[![image.png](https://i.postimg.cc/3NS5z6RB/image.png)](https://postimg.cc/V0CVCKXr)

Few days back I watched a show on Netflix named, [The Surgeon's Cut](https://www.youtube.com/watch?v=Fft5igeEIEM) and episode 2 intrigued me. This episode features Dr. Alfredo Quiñones-Hinojosa, one of the leading neurosurgeon who's expertise lies in removing complex brain tumors. 

One of the line he said in the episode which really gripped me and I quote, "The brain wasn't meant to be opened. It's not natural what we do. It's us defying nature.
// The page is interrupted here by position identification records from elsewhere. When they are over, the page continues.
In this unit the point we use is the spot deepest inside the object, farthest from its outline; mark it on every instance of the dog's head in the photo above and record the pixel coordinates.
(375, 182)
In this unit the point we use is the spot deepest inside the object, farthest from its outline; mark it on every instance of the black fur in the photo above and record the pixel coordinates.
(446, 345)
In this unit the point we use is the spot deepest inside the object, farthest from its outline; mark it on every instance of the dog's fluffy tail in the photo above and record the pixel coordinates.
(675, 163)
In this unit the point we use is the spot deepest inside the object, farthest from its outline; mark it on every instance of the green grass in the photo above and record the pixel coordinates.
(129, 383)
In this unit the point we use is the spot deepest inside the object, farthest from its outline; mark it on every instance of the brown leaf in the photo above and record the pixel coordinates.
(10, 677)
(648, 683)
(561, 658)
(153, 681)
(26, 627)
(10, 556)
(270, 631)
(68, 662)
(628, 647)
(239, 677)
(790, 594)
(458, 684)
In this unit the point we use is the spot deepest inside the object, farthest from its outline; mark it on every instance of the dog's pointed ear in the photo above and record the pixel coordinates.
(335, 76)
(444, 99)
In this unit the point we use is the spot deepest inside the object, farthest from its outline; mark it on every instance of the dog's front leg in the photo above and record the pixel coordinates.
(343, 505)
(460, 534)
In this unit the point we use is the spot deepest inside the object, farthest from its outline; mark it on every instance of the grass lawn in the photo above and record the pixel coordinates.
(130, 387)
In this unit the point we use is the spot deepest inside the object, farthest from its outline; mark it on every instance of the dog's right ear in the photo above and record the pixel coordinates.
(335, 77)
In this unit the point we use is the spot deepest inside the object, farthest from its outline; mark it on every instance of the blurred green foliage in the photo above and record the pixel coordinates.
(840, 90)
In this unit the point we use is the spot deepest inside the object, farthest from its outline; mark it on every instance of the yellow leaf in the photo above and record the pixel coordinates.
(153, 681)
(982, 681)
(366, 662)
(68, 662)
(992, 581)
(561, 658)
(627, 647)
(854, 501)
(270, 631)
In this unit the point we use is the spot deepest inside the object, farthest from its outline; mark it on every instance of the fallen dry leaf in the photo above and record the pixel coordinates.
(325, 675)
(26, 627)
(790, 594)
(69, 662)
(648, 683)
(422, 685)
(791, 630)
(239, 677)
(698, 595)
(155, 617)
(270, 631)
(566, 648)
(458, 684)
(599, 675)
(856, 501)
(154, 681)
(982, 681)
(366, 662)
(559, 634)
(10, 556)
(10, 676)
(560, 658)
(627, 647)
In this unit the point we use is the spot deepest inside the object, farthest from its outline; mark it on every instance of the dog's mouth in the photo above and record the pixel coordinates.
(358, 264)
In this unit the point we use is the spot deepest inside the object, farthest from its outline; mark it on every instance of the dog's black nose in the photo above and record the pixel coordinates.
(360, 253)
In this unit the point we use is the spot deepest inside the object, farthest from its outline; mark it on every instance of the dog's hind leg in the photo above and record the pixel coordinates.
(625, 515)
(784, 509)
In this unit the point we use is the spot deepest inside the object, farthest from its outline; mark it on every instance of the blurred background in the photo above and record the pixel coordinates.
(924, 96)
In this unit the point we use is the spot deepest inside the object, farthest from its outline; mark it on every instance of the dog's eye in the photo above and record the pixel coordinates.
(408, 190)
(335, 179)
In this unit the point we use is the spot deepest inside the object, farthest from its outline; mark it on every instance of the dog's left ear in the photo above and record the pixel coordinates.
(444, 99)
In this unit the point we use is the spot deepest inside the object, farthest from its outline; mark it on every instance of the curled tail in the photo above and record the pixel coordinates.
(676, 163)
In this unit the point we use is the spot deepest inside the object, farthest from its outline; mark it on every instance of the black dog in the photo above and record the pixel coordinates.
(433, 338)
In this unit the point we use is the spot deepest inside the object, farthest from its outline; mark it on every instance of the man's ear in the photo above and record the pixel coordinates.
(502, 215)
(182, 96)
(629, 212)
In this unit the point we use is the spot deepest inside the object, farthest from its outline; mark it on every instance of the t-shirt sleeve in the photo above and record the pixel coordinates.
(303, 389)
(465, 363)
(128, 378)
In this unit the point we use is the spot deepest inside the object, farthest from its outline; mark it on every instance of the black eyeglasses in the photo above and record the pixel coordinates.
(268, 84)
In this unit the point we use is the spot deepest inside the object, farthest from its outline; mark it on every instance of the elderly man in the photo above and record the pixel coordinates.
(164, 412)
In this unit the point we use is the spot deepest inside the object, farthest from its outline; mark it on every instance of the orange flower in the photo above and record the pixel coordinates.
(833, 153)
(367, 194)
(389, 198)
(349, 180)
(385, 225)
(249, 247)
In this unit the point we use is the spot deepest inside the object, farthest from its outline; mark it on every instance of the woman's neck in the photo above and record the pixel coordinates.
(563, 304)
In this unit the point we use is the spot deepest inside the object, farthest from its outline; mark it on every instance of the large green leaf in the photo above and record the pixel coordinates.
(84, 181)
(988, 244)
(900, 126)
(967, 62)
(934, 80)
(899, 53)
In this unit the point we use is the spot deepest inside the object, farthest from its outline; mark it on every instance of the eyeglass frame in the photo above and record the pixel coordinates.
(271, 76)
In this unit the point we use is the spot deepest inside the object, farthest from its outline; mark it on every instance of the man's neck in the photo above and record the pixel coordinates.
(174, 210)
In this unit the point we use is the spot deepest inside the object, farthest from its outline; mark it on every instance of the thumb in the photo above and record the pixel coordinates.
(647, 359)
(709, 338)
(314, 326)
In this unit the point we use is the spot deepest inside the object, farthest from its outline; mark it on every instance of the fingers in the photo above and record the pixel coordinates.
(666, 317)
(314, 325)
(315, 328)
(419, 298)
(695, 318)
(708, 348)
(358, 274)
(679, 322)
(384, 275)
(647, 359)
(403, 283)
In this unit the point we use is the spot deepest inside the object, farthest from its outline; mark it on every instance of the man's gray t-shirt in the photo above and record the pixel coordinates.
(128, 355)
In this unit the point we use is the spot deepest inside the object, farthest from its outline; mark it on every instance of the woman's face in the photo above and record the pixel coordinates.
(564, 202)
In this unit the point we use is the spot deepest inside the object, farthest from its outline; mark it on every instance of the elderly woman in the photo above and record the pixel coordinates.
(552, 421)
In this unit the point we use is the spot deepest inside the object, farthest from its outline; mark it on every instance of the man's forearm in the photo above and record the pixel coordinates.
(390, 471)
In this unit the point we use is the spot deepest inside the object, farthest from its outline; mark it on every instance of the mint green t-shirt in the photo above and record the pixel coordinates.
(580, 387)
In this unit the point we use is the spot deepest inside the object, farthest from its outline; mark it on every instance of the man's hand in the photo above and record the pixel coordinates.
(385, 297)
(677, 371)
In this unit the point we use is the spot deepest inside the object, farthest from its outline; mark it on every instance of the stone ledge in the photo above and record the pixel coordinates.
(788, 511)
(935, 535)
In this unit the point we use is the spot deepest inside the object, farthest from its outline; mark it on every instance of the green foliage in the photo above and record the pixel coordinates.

Opening the skull is scared and then cutting through the dura, the delicate membrane that is like the final gateway into a secret temple [brain]."

If you think about it this competition enables us to help reduce the sugeries required to perform an biopsy to determine if there is a tumor or not. What excites me the most is the fact that we humans are capable of course correcting the natural progression of our body.

MRI gives us an indirect way to look into our brain to find the defects and remove them hopefully to extend a human life. If we can develop algorightms that can improve the survival rate from less than a year to atleast two years, in my opinion it's giving a human being opportunities to connect with his/her family, do what's necesary for them and leave behind a legacy. 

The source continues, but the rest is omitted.